11 Jun 2024 | Jonas Dippel, Barbara Feulner, Tobias Winterhoff, Timo Milbich, Stephan Tietz, Simon Schallenberg, Gabriel Dernbach, Andreas Kunft, Simon Heinke, Marie-Lisa Eichl, Julika Ribbat-Idel, Rosemarie Krupar, Philipp Anders, Niklas Preinfl, Philipp Jurmeister, David Horst, Lukas Ruff, Klaus-Robert Müller, Frederick Klauschen, Maximilian Alber
**RudolfV: A Foundation Model by Pathologists for Pathologists**
This study introduces RudolfV, a novel foundation model designed to enhance computational pathology by incorporating pathologist expertise and semi-automated data curation. The model is trained on a diverse dataset comprising 134k slides from 34k cases, covering 58 tissue types, 129 staining modalities, and 6 scanner types from over 15 laboratories. Key aspects of the approach include:
1. **Data Curation**: Pathologists and computational scientists collaborated to group similar slides and tissue patches, optimizing data sampling for training.
2. **AI Training**: The model was trained using the DINOv2 framework, with data sampled from specific distributions derived from slide groups and tissue clusters to balance frequent and infrequent diseases.
3. **Applications**: The model is evaluated on various benchmarks, including tumor microenvironment characterization, immunohistochemistry biomarker evaluation, and reference case search.
**Results**:
- **Tumor Microenvironment Characterization**: RudolfV outperformed state-of-the-art models on 10 out of 12 benchmarks and 28 out of 31 datasets.
- **Immunohistochemistry Biomarker Evaluation**: The model showed significant improvements in cell type classification and biomarker scoring.
- **Reference Case Search**: RudolfV effectively retrieved histologically similar cases for rare diseases, demonstrating its utility in clinical practice.
**Discussion**:
- The study highlights the importance of domain-specific knowledge and data diversity in improving foundation model performance.

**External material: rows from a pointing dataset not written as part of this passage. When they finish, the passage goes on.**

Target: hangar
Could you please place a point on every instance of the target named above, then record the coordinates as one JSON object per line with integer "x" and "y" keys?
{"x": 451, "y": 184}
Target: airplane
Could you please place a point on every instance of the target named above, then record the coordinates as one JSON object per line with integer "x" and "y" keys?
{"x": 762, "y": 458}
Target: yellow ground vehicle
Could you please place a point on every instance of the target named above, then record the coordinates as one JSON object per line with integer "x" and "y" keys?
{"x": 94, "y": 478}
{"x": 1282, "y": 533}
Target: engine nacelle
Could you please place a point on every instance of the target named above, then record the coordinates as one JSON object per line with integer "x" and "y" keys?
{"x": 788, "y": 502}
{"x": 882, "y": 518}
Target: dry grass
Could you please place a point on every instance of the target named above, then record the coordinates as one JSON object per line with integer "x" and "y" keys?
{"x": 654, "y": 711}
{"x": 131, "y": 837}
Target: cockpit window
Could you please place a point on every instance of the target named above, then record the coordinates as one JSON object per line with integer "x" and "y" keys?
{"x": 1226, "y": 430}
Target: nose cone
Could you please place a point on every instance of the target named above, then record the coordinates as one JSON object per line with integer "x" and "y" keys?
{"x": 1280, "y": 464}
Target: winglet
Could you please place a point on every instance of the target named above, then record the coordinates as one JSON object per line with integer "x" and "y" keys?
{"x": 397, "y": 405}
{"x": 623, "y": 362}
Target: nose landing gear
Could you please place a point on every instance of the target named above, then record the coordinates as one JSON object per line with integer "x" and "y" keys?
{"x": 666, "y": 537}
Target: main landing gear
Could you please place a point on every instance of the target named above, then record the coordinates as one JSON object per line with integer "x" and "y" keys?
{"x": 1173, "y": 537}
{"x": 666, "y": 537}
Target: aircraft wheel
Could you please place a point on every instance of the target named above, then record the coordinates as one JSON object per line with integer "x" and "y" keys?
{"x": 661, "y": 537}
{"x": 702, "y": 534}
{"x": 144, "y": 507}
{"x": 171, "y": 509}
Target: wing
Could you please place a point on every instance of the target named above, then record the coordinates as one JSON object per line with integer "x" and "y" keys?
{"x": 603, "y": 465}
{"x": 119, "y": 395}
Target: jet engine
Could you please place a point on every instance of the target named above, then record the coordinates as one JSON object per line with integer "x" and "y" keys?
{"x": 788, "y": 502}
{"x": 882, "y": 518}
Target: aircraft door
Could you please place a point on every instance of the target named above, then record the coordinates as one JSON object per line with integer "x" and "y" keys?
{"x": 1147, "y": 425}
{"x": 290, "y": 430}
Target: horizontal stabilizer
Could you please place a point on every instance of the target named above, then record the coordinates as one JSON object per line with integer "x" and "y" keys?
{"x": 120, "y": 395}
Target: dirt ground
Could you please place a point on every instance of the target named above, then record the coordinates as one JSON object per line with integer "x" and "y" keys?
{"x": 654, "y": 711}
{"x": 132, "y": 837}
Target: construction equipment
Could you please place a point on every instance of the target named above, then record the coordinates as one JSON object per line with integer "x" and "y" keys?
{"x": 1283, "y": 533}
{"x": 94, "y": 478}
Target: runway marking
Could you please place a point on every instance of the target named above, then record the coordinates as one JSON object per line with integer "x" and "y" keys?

- Future research should explore the impact of larger datasets and more advanced pretraining methods on foundation models.
**Conclusion**:
RudolfV demonstrates the potential of integrating pathologist expertise into foundation model design, leading to improved performance and broader clinical applications in computational pathology.**RudolfV: A Foundation Model by Pathologists for Pathologists**
This study introduces RudolfV, a novel foundation model designed to enhance computational pathology by incorporating pathologist expertise and semi-automated data curation. The model is trained on a diverse dataset comprising 134k slides from 34k cases, covering 58 tissue types, 129 staining modalities, and 6 scanner types from over 15 laboratories. Key aspects of the approach include:
1. **Data Curation**: Pathologists and computational scientists collaborated to group similar slides and tissue patches, optimizing data sampling for training.
2. **AI Training**: The model was trained using the DINOv2 framework, with data sampled from specific distributions derived from slide groups and tissue clusters to balance frequent and infrequent diseases.
3. **Applications**: The model is evaluated on various benchmarks, including tumor microenvironment characterization, immunohistochemistry biomarker evaluation, and reference case search.
**Results**:
- **Tumor Microenvironment Characterization**: RudolfV outperformed state-of-the-art models on 10 out of 12 benchmarks and 28 out of 31 datasets.
- **Immunohistochemistry Biomarker Evaluation**: The model showed significant improvements in cell type classification and biomarker scoring.
- **Reference Case Search**: RudolfV effectively retrieved histologically similar cases for rare diseases, demonstrating its utility in clinical practice.
**Discussion**:
- The study highlights the importance of domain-specific knowledge and data diversity in improving foundation model performance.
- Future research should explore the impact of larger datasets and more advanced pretraining methods on foundation models.
**Conclusion**:
RudolfV demonstrates the potential of integrating pathologist expertise into foundation model design, leading to improved performance and broader clinical applications in computational pathology.